Shifting briefly to San Pedro, California, William M. Hobby returned to Oceanside and disembarked Underwater Demolition Team 29 on 13 August 1945. The following day, 14 August 1945 – 15 August 1945 across the International Date Line in East Asia -- Japan surrendered, ending World War II.

===Postwar===
On 16 August 1945, William M. Hobby got underway for Hawaii. Reaching Pearl Harbor on 22 August 1945, she got underway on 24 August 1945 for the Marshall Islands, in company with high-speed transports USS Ira Jeffrey (APD-44) and USS Blessman (APD-48), and arrived at Eniwetok on 1 September 1945. Pushing on to the Philippines, she anchored in Manila Bay on 5 September 1945. William M. Hobby cruised in the Philippine Islands—touching at Subic Bay, Zamboanga, Mindanao, Bugo, Macajalar Bay, and San Pedro Bay—until she departed for Okinawa, and from thence to Japan.

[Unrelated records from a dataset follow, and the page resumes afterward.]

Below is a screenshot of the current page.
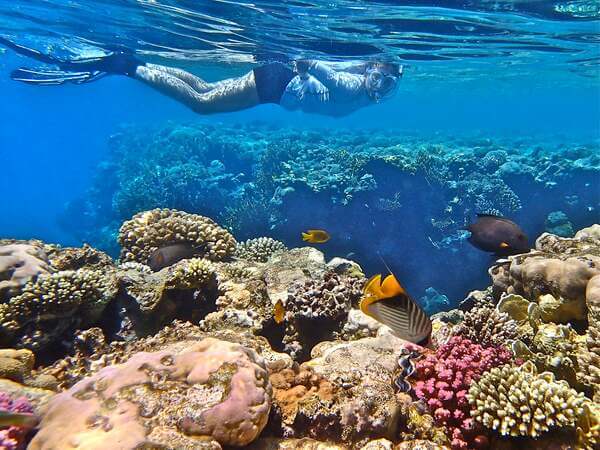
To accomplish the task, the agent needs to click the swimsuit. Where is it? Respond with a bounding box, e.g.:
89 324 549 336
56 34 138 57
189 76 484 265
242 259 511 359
253 62 296 104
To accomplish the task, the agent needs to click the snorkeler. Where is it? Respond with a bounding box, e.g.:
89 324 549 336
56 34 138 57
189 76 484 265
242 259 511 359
0 37 402 116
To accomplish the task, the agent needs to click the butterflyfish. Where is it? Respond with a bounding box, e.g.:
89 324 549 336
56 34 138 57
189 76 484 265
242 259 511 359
148 242 199 272
360 273 431 345
466 214 529 256
302 230 331 244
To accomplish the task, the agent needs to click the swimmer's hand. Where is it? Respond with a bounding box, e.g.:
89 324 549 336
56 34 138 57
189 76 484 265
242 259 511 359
298 75 329 102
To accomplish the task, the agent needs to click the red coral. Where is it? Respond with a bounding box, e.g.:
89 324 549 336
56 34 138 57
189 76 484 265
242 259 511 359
0 392 33 450
413 336 512 450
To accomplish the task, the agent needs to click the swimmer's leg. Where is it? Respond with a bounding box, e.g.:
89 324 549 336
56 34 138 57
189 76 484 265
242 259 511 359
134 65 260 114
146 63 215 93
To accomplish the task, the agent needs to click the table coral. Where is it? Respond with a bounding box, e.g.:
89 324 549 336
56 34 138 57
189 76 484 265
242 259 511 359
119 209 236 263
29 338 271 450
235 237 286 262
413 336 511 449
0 241 51 299
467 363 589 438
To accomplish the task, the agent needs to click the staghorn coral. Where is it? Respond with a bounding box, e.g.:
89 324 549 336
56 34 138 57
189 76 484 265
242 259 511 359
467 363 589 438
283 271 363 359
0 241 51 300
29 338 271 450
453 304 518 347
119 209 236 263
0 391 33 450
0 269 118 350
235 237 287 262
413 336 511 449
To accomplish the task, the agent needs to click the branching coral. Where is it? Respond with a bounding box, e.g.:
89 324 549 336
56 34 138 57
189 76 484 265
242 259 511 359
413 336 511 449
235 237 286 262
165 258 215 289
119 209 236 263
0 392 33 450
283 272 363 359
455 304 518 347
467 363 589 438
0 269 118 350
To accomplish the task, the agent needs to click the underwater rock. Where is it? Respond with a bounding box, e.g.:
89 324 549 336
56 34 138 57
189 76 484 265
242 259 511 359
490 229 600 323
118 258 218 336
0 269 118 351
467 363 590 438
119 209 236 264
29 338 271 450
235 237 287 262
283 272 364 360
292 334 407 445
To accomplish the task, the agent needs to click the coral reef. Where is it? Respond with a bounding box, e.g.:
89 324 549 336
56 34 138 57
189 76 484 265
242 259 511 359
414 336 512 449
62 122 600 302
283 272 364 360
0 391 33 450
467 363 589 438
119 209 236 264
0 269 117 350
29 338 271 450
0 241 50 299
454 303 518 347
235 237 286 262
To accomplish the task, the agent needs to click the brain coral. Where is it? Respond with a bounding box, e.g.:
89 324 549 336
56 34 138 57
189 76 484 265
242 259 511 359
235 237 286 262
29 338 271 450
467 362 589 438
0 269 118 350
119 209 236 264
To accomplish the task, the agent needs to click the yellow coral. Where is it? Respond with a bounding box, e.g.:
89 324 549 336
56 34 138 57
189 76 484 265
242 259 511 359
165 258 215 289
119 209 236 264
467 362 590 438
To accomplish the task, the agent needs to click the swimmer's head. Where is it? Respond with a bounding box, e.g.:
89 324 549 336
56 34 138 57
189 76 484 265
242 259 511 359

Reaching Wakayama, Japan, on 28 September 1945, William M. Hobby soon got underway for Hiro Wan, Honshu, with Underwater Demolition Team 5 embarked. Daybreak on 1 October 1945 found her entering the Inland Sea. There, she joined destroyer minelayer USS Tracy (DM-19), which led William M. Hobby to her anchorage at Hiro Wan. That morning, William M. Hobby sighted a floating naval mine off her port bow and destroyed it with 40-millimeter, 20-millimeter, and rifle fire. William M. Hobbys embarked underwater demolition team reconnoitered beaches and shore installations at Hiro Wan from 2 October 1945 to 10 October 1945 to prepare the way for the arrival of American occupation troops in the Kure area.

On 11 October 1945, William M. Hobby got underway for the island of Shikoku and arrived at the port of Mitsuhama later that day. She disembarked the 15 United States Army officers, 18 enlisted men, and two Japanese officers whom she had carried as passengers and remained at anchor off Mitsuhama while Underwater Demolition Team 5 reconnoitered the beaches there.

After returning once more to Hiro Wan, William M. Hobby got underway for the United States on 14 October 1945. Proceeding via Guam, Eniwetok, Pearl Harbor, San Diego, and the Panama Canal, she arrived at Philadelphia, Pennsylvania, on 9 December 1945. She subsequently shifted southward via Norfolk to Green Cove Springs, Florida, where she arrived on 6 January 1946.

==Decommissioning and disposal==

William M. Hobby was decommissioned at Green Cove Springs on 6 April 1946 and placed in reserve there. She remained in reserve until she was stricken from the Navy List on 1 May 1967.

==Republic of Korea Navy service==
Transferred to the government of South Korea on a grant-in-aid on 23 July 1967, William M. Hobby was reclassified in Republic of Korea Navy service as a gunboat and renamed ROKS Chr Ju (PG-87). In 1972, Chr Ju was reclassified in South Korean service as a high-speed transport and redesignated APD-87.

Chr Ju was stricken by the Republic of Korea Navy and scrapped in 1989.